Modeling of magnesium-decorated graphene quantum dot nanostructure for trapping AsH(3), PH(3) and NH(3) gases

A magnesium-decorated graphene quantum dot (C(24)H(12)-Mg) surface has been examined theoretically using density functional theory (DFT) computations at the ωB97XD/6-311++G(2p,2d) level of theory to determine its sensing capability toward XH(3) gases, where X = As, N and P, in four different phases: gas, benzene solvent, ethanol solvent and water. This research was carried out in different phases in order to predict the best possible phase for the adsorption of the toxic gases.

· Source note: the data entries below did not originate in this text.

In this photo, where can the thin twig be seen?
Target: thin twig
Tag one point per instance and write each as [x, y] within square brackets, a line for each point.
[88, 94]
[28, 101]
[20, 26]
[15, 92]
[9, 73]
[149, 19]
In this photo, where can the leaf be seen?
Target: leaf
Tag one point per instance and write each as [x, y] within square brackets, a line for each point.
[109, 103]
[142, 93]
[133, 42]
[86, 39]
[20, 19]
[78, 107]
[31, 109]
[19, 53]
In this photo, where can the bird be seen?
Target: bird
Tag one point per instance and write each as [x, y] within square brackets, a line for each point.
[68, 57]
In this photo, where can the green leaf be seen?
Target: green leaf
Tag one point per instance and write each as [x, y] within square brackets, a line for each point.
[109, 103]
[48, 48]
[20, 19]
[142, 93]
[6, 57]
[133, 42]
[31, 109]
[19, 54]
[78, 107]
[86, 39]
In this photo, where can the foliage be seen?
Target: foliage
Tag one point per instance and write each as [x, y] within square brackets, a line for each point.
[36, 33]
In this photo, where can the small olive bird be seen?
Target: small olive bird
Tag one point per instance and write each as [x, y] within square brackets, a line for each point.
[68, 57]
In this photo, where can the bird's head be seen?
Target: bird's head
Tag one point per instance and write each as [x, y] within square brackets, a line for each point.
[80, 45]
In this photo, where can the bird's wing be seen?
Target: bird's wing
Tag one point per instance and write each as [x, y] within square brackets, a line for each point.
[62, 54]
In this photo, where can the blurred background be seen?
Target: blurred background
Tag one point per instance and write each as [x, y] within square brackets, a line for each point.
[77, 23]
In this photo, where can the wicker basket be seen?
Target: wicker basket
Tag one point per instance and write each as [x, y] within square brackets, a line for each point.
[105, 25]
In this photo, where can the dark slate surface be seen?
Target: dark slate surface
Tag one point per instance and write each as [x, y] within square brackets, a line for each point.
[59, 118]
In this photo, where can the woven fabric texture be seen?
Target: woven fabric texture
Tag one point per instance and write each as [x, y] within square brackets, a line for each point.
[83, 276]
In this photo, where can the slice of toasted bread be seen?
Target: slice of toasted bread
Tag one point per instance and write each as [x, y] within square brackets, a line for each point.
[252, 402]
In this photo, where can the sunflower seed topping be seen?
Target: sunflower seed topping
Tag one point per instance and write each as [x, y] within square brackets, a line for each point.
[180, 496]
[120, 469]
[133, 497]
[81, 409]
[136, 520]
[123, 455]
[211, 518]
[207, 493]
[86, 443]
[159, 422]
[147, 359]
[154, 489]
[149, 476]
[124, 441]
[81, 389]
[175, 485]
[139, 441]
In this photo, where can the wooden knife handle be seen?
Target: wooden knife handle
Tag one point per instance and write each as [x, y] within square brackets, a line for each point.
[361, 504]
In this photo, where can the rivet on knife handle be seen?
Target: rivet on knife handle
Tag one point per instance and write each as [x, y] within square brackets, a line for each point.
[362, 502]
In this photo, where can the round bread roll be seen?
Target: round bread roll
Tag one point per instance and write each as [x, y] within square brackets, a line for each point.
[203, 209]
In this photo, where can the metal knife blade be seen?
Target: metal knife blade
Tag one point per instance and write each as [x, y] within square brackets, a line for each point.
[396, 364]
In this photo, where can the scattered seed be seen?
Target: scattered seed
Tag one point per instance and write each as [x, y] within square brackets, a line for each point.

Analysis of the electronic properties shows that in the different phases the energy gap follows the order NH(3)@C(24)H(12)-Mg < PH(3)@C(24)H(12)-Mg < AsH(3)@C(24)H(12)-Mg. The results obtained from the adsorption studies show that all the calculated adsorption energies are negative, indicating that the nature of the adsorption is chemisorption. The adsorption energies can be arranged in an increasing trend of NH(3)@C(24)H(12)-Mg < PH(3)@C(24)H(12)-Mg < AsH(3)@C(24)H(12)-Mg. The best adsorption performance was noted in the gas phase compared to the other studied counterparts. The interaction between the adsorbed gases and the surfaces shows a non-covalent interaction nature, as confirmed by the quantum theory of atoms-in-molecules (QTAIM) and non-covalent interactions (NCI) analysis. The overall results suggest that we can infer that the surface of the magnesium-decorated graphene quantum dot C(24)H(12)-Mg is more efficient for sensing the gas AsH(3) than PH(3) and NH(3).